Russa contraria colegas que pedem mais flexibilidade

Valéria Zukeran, O Estadao de S.Paulo

06 Dezembro 2009 | 00h00

Enquanto vários tenistas, liderados pelo espanhol Rafael Nadal, reclamam da regra do "whereabout" - pela qual atletas de ponta precisam notificar permanentemente as autoridades antidoping sobre seu paradeiro -, Sharapova vai em sentido contrário e defende a medida.

Nadal e seguidores não são contra as análises, mas argumentam que as regras atuais invadem a vida privada dos atletas. Por isso, gostariam que a Agência Mundial Antidoping (Wada) fosse mais flexível. Em visita ao Brasil, Sharapova se posicionou contra a corrente, apoiando a medida. "Acho importante para manter o esporte limpo", disse. "Não invade minha privacidade."
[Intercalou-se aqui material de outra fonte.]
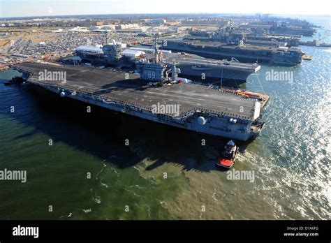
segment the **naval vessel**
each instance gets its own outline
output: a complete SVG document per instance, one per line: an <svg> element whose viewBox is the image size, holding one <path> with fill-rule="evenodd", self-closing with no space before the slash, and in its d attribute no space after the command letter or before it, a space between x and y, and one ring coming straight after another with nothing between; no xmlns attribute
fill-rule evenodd
<svg viewBox="0 0 331 243"><path fill-rule="evenodd" d="M295 66L302 62L303 52L297 47L279 47L258 46L239 40L225 43L218 40L192 40L186 38L168 39L163 48L177 52L186 52L207 58L235 58L240 61L263 62L281 66Z"/></svg>
<svg viewBox="0 0 331 243"><path fill-rule="evenodd" d="M28 62L11 68L22 73L28 84L64 98L216 136L245 141L260 134L267 95L184 83L178 78L175 64L168 69L168 65L160 61L157 52L155 56L152 63L138 64L138 75L84 66ZM40 73L44 71L65 73L66 79L50 81L41 78ZM158 111L155 105L170 109ZM171 109L174 106L179 108L177 112Z"/></svg>
<svg viewBox="0 0 331 243"><path fill-rule="evenodd" d="M75 55L80 57L82 61L133 68L140 59L146 57L148 58L154 52L152 46L127 47L125 44L115 41L103 47L80 46L75 51ZM242 63L233 58L216 60L166 50L160 54L164 62L170 65L175 61L180 69L182 76L202 82L223 79L242 83L246 82L249 75L260 68L260 65L256 63Z"/></svg>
Já existem casos de atletas com problemas por causa da regra do whereabout. Um dos destaques é a belga Yanina Wickmayer, semifinalista do US Open deste ano, que foi punida com um ano de suspensão por não ter informado seu paradeiro por mais de três dias à Wada. Com a medida, a tenista, que figurava entre as 20 melhores do mundo no ranking da Associação Feminina de Tênis (WTA), perdeu posições. Seu compatriota Xavier Malisse, também foi suspenso pelo mesmo período, mas por ter falhado em se apresentar para exames duas vezes. A dupla encaminhou um pedido de apelação à Corte Arbitral do Esporte.

APLAUSOS E SUSPIROS

Em Porto Feliz, interior de São Paulo, Sharapova venceu ontem a argentina Gisela Dulko por 2 sets a 1, em jogo exibição, sob aplausos e suspiros da plateia brasileira.